Paleontologists have discovered a three-eyed creature with a pencil sharpener-like mouth that roamed the sea for prey more than 500 million years ago.

The fossilized remains of one Mosura fentoni — nicknamed the "sea moth" — were found in the Burgess Shale of Canadian Rockies, presenting researchers with new insight into animal life in the Cambrian period, according to a paper published this week in the journal Royal Society Open Science.

The predator was about the length of an index finger, with three eyes dotting its head and a circular mouth lined with teeth, according to paleontologists at the Manitoba Museum and Royal Ontario Museum who made the discovery. The beast was also equipped with flaps on both sides of its body for swimming, and had intimidating claws extending from its head.

"It has a pair of these jointed claws at the front of its head that have these very long spines on them," said lead study author Joe Moysiuk, curator of paleontology and geology at the Manitoba Museum.

"It gives it almost a bit of an Edward Scissorhands look."

The discovery of the Mosura — part of the extinct group, radiodonts — revealed that the creature was much more complex than fossils of other radiodonts previously suggested, according to researchers.

Rather than the simple abdomen-like area observed in other radiodonts, at its rear, this creature's body included 16 segments lined with gills, similar to modern arthropods.

"One of the really interesting things about this discovery is that multi-segmented abdomen-like region of the body of this new species, and it's something that we haven't seen in any of its close relatives before," Moysiuk said. "It shows us that these animals were capable of modifying different regions of their body and specializing them for different sorts of functions, which is something that we see in a lot of the living relatives."

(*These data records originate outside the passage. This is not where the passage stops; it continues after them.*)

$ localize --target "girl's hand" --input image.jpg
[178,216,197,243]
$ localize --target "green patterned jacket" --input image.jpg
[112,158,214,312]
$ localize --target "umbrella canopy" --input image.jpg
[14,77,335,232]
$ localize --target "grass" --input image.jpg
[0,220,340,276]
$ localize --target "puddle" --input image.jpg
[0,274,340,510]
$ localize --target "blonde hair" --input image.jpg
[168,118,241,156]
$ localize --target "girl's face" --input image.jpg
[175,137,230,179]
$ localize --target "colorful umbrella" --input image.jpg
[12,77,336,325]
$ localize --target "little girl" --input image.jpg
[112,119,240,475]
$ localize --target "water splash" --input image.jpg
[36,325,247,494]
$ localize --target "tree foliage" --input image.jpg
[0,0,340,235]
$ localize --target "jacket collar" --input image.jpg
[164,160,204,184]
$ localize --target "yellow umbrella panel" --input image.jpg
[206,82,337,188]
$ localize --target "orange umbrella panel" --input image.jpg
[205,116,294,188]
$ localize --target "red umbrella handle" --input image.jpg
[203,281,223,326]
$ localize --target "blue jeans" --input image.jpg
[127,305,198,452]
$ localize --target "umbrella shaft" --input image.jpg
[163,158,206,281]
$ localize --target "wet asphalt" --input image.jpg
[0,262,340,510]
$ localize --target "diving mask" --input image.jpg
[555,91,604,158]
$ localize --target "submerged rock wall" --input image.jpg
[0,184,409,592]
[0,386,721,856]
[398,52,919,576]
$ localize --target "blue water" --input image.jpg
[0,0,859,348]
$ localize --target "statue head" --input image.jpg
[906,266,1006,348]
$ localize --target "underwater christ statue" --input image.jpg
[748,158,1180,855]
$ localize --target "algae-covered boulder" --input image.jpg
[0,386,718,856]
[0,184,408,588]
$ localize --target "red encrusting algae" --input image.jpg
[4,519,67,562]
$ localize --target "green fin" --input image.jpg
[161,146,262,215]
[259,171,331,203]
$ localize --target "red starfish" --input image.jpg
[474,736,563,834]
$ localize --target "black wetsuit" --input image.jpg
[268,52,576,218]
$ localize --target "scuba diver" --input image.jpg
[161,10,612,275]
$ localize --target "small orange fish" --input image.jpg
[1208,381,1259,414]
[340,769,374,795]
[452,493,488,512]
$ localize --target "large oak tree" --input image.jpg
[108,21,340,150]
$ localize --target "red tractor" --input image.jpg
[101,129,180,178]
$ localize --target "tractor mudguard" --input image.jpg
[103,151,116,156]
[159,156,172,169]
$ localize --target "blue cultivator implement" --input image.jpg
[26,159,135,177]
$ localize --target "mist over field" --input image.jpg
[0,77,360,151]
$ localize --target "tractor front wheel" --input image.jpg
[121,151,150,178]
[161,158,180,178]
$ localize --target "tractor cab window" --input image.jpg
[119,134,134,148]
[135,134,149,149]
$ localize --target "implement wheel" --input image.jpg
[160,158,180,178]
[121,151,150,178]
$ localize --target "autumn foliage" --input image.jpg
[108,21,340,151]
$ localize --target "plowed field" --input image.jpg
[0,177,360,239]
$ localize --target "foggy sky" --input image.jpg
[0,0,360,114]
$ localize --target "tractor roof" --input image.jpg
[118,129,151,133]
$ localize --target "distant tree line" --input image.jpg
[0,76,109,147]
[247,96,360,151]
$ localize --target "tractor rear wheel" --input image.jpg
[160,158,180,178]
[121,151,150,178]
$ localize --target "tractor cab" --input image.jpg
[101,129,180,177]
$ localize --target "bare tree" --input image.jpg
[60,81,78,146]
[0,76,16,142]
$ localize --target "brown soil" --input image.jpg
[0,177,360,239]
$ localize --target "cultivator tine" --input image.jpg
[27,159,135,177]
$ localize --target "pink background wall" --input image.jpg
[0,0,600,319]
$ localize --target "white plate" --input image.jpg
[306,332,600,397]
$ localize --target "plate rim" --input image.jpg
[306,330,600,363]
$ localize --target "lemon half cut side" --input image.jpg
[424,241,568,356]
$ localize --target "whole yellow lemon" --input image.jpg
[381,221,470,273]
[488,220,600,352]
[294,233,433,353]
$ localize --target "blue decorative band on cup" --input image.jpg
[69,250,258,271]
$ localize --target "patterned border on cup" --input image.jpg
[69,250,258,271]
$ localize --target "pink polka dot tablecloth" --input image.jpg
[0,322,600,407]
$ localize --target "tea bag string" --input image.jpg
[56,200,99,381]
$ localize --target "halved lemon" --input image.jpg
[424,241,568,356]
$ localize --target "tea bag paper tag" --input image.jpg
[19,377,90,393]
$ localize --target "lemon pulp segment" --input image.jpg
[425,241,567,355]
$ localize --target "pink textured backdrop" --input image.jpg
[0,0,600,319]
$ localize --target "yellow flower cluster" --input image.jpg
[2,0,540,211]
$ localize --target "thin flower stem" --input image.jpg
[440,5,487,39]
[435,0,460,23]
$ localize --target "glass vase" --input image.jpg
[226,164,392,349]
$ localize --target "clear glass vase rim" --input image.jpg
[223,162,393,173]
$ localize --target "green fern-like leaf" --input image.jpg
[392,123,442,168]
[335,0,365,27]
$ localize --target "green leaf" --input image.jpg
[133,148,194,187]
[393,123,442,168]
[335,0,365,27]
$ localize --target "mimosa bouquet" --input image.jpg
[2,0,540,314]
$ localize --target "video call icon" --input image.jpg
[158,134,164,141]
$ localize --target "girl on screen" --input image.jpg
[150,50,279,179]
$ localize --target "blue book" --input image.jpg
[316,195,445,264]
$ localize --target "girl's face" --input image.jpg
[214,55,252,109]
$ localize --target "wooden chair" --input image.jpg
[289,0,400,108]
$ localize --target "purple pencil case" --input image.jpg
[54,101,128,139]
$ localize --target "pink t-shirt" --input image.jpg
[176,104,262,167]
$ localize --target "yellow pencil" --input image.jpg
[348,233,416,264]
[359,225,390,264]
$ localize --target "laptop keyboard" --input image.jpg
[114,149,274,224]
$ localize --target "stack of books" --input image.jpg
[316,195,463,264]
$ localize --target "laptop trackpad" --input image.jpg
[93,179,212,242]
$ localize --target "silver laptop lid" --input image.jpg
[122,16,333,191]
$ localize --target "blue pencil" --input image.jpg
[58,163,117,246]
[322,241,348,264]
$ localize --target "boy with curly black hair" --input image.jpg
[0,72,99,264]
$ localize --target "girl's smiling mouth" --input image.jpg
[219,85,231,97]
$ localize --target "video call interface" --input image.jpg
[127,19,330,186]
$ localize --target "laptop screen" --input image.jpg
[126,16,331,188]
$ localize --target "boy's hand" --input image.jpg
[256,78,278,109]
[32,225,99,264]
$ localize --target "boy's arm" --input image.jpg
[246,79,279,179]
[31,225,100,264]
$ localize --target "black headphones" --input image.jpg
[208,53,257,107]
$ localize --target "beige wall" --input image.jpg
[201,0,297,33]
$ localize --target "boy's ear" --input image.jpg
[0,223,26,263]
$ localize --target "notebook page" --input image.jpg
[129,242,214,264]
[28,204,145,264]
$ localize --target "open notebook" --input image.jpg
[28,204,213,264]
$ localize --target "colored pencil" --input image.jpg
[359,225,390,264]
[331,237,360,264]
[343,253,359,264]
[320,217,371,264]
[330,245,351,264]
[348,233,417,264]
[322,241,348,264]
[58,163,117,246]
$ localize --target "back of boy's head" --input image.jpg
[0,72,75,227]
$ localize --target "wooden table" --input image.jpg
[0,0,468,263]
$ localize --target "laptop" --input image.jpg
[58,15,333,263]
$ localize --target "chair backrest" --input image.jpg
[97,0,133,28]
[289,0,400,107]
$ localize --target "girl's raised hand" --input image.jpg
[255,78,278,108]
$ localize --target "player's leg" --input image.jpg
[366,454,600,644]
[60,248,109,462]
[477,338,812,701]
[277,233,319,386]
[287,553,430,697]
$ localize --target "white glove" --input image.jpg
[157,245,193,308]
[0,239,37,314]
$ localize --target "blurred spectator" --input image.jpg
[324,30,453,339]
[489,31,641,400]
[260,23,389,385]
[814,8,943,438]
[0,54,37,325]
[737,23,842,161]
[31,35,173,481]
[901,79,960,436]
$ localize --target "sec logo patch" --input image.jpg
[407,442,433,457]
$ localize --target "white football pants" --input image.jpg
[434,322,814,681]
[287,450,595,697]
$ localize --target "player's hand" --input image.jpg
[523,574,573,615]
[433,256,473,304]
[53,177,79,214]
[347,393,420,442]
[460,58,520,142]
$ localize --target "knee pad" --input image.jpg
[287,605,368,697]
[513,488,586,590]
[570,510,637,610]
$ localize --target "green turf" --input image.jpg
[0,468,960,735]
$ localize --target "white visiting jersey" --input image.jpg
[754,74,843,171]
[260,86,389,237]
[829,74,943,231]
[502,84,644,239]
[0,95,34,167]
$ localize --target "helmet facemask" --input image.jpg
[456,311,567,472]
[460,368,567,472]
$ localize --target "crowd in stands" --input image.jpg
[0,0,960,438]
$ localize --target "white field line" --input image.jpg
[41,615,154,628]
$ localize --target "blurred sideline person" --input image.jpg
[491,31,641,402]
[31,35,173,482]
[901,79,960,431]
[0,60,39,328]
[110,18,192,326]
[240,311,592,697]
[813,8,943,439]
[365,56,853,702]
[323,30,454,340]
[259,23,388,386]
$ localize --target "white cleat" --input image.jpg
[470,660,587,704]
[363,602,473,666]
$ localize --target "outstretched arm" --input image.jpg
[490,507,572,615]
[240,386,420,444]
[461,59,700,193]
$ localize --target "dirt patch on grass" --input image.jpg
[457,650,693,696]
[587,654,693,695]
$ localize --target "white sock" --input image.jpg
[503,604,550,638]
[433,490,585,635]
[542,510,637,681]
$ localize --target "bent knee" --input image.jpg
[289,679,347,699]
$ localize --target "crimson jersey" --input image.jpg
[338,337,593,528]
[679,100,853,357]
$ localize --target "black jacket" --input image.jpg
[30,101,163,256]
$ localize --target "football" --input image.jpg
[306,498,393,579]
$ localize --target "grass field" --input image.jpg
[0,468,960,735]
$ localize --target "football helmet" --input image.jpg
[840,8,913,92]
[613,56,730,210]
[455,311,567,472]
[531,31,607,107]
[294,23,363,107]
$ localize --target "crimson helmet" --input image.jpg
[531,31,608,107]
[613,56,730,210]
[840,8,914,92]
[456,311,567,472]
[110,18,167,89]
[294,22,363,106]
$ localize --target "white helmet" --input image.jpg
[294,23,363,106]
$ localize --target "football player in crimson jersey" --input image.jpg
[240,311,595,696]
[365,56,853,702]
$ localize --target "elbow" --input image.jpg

The well-preserved fossil showed the Mosura's open circulatory system, consisting of a heart that pumped blood into large body cavities, called lacunae.

The sea moth is believed to have used its body flaps to swim similarly to modern stingrays, sharing the waters with fellow radiodont and early apex predator, the iconic Anomalocaris canadensis.

Stewart Edie, a paleobiologist at the Smithsonian Museum of Natural History, said the discovery of the Mosura gives scientists better insight into how diverse life on Earth was even prior to the Cambrian explosion — during which complex life began to take shape.

"The Cambrian Explosion is famous for setting up the foundational body plans for most of the major animal groups we know today — but less clear has been how quickly or extensively evolution was proceeding within them," Edie said.

"The recent discovery of Mosura shows that a group of arthropods — one long-held to be rather pedestrian in its evolutionary history compared to its close relatives — was in on the 'explosion,' too."